人はついつい日常生活を送りながら愚痴をこぼします。
私も以前はことあるごとに不平不満を口に出していた時期がありました。特に何も悪い出来事がなくても、何となく「面白くないな」「つまらないな」みたいに感じてしまうわけです。
ただ、不平不満を言ったからといって、大抵の場合、状況は改善されるどころか良くないない方向に向かうものです。
なぜ人は特に何もなくても不平不満を感じてしまうのかというと、それは、無意識のうちに、ものごとを減点思考で考えてしまっているからだと思います。
他者(世間一般)と自分自身を比較して、現在の自分に足りない部分を無意識のうちに探してしまう思考回路が形成されてしまってるのです。
例えば、お店でお弁当を買って食べたとしても、現代人は大きな感動をすることはそうそうありません。
「まあまあのお弁当だな」「冷えていて味が落ちてるな」程度に軽く愚痴までこぼしながら、そそくさと食べてしまう人が多いわけです。

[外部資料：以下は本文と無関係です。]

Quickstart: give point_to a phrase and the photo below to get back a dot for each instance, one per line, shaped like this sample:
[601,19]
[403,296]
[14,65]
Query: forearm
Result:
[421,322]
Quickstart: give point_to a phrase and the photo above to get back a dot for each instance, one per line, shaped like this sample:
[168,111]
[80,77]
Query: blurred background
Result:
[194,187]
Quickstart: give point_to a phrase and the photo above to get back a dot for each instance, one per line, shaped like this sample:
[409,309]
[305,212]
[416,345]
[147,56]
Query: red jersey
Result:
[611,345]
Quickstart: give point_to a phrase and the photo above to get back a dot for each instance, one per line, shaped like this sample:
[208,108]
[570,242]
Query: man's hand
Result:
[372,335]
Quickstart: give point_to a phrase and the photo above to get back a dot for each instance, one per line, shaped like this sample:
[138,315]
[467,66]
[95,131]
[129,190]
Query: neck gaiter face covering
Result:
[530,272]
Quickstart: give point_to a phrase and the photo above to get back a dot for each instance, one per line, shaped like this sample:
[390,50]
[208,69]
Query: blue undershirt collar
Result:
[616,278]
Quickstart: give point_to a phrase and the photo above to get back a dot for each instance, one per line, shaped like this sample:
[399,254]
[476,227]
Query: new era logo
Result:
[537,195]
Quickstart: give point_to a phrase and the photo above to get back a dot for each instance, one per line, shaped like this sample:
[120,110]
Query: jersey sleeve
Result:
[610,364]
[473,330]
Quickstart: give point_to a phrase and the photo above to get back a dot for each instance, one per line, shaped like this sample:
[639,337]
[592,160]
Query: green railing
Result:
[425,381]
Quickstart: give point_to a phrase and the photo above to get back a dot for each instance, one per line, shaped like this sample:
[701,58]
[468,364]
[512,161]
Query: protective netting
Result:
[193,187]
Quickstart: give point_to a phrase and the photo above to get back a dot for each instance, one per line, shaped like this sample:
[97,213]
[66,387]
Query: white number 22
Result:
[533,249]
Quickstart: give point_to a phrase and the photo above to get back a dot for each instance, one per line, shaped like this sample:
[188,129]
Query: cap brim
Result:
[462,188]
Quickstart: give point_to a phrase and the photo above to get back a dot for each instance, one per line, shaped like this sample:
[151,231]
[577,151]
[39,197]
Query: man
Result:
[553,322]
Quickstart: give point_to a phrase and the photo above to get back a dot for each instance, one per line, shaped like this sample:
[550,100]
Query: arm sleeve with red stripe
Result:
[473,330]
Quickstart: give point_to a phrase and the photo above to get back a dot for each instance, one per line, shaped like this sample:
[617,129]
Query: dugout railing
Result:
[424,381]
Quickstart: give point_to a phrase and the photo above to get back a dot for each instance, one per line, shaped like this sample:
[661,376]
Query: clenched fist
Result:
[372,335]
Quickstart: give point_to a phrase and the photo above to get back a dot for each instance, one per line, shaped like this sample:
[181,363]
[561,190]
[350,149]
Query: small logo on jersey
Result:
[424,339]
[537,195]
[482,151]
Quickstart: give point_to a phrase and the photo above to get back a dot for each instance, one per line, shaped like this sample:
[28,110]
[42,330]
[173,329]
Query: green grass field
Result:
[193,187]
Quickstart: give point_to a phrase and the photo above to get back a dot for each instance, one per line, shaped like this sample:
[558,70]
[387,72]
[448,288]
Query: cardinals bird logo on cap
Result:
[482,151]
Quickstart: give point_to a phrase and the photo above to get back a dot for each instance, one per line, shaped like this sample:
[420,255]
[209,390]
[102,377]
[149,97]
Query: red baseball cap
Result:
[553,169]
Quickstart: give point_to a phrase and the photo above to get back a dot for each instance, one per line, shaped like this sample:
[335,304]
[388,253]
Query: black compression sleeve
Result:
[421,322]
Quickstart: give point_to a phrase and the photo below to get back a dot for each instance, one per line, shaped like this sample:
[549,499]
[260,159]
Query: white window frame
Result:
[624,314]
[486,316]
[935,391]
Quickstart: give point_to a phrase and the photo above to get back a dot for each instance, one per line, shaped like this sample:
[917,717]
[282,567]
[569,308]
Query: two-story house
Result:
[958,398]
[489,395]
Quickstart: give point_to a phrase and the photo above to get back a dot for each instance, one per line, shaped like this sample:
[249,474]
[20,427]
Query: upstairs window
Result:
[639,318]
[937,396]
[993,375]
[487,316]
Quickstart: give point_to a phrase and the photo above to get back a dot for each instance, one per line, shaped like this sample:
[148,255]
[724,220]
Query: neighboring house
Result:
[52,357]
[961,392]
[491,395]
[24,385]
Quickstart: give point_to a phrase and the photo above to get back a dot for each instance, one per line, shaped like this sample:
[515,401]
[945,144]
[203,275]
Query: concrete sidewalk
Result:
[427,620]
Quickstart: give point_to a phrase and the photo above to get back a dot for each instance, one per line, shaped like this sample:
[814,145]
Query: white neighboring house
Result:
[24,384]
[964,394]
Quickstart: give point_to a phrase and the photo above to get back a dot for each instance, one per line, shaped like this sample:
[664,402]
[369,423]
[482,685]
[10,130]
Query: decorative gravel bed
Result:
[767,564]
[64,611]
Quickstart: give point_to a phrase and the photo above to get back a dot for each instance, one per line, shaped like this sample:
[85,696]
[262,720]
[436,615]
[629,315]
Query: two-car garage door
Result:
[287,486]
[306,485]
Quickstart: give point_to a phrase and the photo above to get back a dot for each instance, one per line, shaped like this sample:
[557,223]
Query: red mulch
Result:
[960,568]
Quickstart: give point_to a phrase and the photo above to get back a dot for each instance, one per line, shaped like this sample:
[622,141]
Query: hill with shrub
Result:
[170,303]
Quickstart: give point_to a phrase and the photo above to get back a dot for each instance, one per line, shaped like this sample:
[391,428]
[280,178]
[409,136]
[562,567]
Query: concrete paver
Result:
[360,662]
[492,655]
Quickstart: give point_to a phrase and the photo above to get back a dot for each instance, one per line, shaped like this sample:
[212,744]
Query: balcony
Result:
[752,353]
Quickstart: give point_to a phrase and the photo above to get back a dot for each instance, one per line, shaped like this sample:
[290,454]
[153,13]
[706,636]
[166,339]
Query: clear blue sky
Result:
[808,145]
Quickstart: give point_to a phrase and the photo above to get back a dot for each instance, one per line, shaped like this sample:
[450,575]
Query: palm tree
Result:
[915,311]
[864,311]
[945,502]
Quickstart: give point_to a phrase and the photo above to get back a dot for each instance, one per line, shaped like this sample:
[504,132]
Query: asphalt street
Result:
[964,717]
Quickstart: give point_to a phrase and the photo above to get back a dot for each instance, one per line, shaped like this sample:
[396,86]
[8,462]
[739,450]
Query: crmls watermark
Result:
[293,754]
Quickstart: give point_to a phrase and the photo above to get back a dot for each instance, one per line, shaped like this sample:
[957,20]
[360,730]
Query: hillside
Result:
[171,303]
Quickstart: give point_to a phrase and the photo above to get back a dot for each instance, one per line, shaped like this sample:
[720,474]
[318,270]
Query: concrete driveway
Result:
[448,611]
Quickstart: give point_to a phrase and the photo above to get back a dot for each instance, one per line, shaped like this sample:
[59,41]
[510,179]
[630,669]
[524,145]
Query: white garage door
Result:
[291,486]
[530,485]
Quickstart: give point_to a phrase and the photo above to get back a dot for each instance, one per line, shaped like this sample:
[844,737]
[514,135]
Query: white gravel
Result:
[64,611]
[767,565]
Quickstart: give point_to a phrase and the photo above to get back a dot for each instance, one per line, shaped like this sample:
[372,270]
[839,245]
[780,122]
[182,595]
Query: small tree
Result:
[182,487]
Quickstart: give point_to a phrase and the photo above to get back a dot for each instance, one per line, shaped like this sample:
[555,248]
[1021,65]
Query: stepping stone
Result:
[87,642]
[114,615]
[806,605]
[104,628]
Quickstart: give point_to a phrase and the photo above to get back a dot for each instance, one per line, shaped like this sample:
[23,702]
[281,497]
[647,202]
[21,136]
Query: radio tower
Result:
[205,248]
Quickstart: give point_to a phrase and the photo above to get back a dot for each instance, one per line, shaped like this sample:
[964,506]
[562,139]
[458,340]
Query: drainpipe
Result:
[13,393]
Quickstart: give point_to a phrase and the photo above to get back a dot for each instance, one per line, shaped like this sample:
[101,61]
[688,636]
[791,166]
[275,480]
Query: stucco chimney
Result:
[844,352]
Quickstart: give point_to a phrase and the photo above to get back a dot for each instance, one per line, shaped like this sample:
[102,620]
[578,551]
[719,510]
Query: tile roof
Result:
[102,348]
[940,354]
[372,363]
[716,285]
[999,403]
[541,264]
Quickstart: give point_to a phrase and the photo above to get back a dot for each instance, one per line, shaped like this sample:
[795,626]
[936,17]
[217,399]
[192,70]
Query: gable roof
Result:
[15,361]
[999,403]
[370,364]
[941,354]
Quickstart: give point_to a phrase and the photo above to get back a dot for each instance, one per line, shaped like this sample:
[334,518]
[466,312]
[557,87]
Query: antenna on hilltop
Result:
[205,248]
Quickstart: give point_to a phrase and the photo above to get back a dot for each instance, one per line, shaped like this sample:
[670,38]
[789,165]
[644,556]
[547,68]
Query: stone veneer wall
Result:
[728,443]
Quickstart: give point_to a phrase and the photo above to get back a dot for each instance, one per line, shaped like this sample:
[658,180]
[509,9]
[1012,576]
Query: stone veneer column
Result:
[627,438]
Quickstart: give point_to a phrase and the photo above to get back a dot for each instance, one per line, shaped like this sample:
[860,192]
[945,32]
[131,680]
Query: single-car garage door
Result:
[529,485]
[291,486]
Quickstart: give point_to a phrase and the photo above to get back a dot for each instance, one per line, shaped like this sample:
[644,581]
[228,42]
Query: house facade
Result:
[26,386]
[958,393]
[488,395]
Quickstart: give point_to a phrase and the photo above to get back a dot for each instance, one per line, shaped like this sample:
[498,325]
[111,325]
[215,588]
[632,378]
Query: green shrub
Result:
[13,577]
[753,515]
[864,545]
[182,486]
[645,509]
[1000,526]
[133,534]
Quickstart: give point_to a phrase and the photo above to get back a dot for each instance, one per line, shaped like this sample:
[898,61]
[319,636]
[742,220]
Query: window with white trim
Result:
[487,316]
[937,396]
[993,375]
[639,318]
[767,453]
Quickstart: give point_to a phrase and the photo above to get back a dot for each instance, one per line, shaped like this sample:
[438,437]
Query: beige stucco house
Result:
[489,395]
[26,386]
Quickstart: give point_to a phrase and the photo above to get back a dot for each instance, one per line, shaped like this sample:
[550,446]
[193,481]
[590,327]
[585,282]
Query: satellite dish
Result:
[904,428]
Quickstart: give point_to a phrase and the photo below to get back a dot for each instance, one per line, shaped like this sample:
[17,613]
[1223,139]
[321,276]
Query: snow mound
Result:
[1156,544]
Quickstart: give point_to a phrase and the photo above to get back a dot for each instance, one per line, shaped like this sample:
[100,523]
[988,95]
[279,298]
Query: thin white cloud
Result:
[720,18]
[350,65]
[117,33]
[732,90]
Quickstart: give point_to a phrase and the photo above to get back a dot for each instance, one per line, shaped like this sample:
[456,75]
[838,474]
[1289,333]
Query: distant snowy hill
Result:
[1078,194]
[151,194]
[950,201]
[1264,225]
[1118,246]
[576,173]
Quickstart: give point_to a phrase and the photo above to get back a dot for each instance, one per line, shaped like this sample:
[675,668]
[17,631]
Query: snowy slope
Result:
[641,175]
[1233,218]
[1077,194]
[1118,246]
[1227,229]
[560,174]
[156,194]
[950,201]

しかし、同じお弁当を、戦時中の食糧がないときの人々に配ったら人々はどう思うでしょうか?
おそらく、家族で分け合い、泣いて喜びながらその味をかみしめながら食べるのではないでしょうか。
同じお弁当なのに、一体なぜそこまで捉え方が違ってくるのでしょか?
それは、対象物に対して減点思考で考えるか加点思考で考えるかの違いがあるからだと思います。
「お弁当が食べれること」を「当たり前のことだ」ととらえ足りない点を探すのか、それとも非日常的なものだと考え、その素晴らしい点を探すかの違いです。
殊に現代の日本は物質的には豊かであり、世界的に見てもうらやむべき先進国です。しかし、不平不満をこぼしながら暮らしている人が非常に多いという現実がそこにはあります。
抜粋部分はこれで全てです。